Quick Overview

SCRIBE (Single-Cell RNA-Seq Inference using Bayesian Estimation) takes a fundamentally different approach to single-cell RNA sequencing analysis. Instead of treating cells as isolated data points that need to be normalized, batch-corrected, and processed, SCRIBE views each cell as a sample from a statistical model that describes the entire dataset.

The Power of Probabilistic Modeling

At its core, SCRIBE embraces the inherent uncertainty in scRNA-seq data through Bayesian modeling. Consider a typical dataset with 10,000 cells and 20,000 genes —that’s 200 million data points! Rather than making point estimates about expression levels, SCRIBE learns probability distributions that capture:

  • How variable each gene’s expression truly is

  • Which zeros represent technical dropouts versus biological absence

  • How capture efficiency varies between cells

  • Whether cells belong to distinct subpopulations

Example posterior distribution

Rather than single values, SCRIBE learns complete probability distributions for model parameters.
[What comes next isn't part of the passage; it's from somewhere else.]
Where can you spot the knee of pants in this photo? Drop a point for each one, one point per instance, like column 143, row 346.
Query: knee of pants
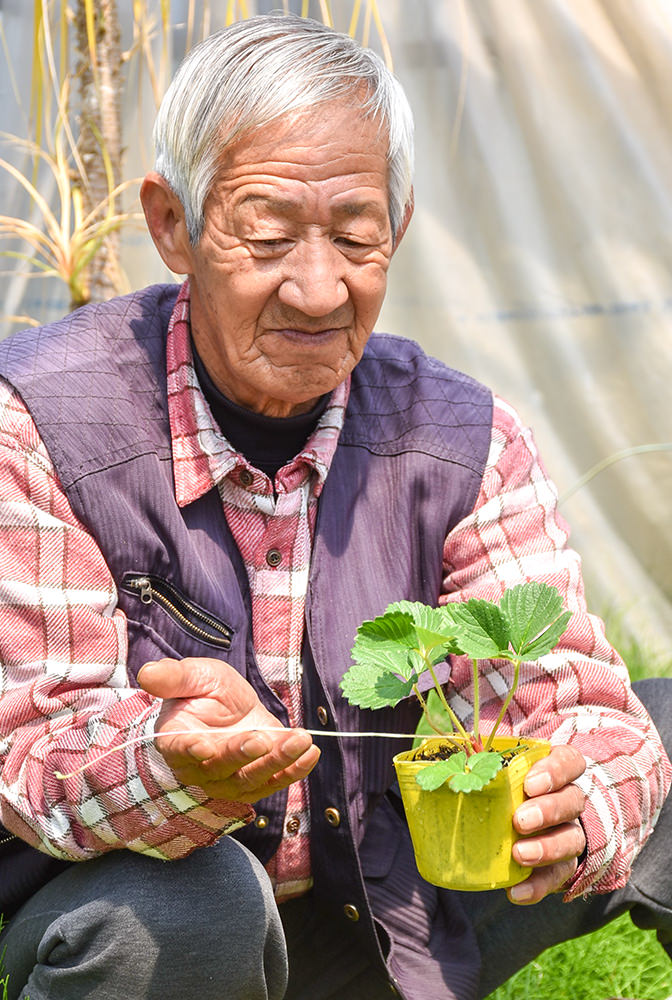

Here, the posterior distribution for the success probability parameter shows the range of plausible values given the data.

A Unified Framework for Inference

With high-dimensional data, no single inference method is perfect. SCRIBE provides three powerful, complementary methods accessible through a single, unified interface:

  • Stochastic Variational Inference (SVI): An optimization-based method that is extremely fast and scalable, perfect for exploring large datasets quickly.

  • Markov Chain Monte Carlo (MCMC): A sampling-based method that provides the gold-standard, exact posterior distribution for rigorous, publication-quality analysis. This requires specialized hardware such as GPUs with double precision support and a lot of memory (e.g., NVIDIA H100).

  • Variational Autoencoders (VAE): A deep learning approach that combines fast inference with powerful representation learning, ideal for tasks like dimensionality reduction and discovering latent structure.

This unified framework allows you to easily switch between speed and accuracy, choosing the right tool for the right stage of your analysis.

What Can You Do with SCRIBE?

Once SCRIBE learns your model, you can:

  • Generate normalized expression values with principled uncertainty estimates

  • Identify technical artifacts and batch effects probabilistically

  • Find cell subpopulations without arbitrary clustering

  • Make predictions about new cells

  • Compare different models to understand your data’s structure

Posterior predictive checks

SCRIBE can generate synthetic data (blue bands) that matches the statistical properties of your real data (black line), allowing you to validate model fit and make predictions.

The Bayesian Advantage

The Bayesian framework provides several key benefits for single-cell analysis:

  • Specialized Models: Choose from models tailored to scRNA-seq data, such as the Zero-Inflated Negative Binomial (ZINB) and models that account for Variable Capture Probability (VCP).

  • Uncertainty Quantification: Every estimate comes with credible regions.

  • Model Comparison: Rigorously choose between competing biological hypotheses.

  • Principled Handling of Zeros: Distinguish between technical dropouts and true biological absence.

  • Integration: A natural framework for combining data from multiple experiments (to be developed).

  • Prediction: Generate realistic synthetic data for model validation.

SCRIBE makes these powerful Bayesian methods accessible through a simple Python interface, while maintaining the mathematical rigor necessary for proper statistical inference. Whether you’re interested in basic normalization or complex mixture modeling, SCRIBE provides a principled foundation for your single-cell analysis.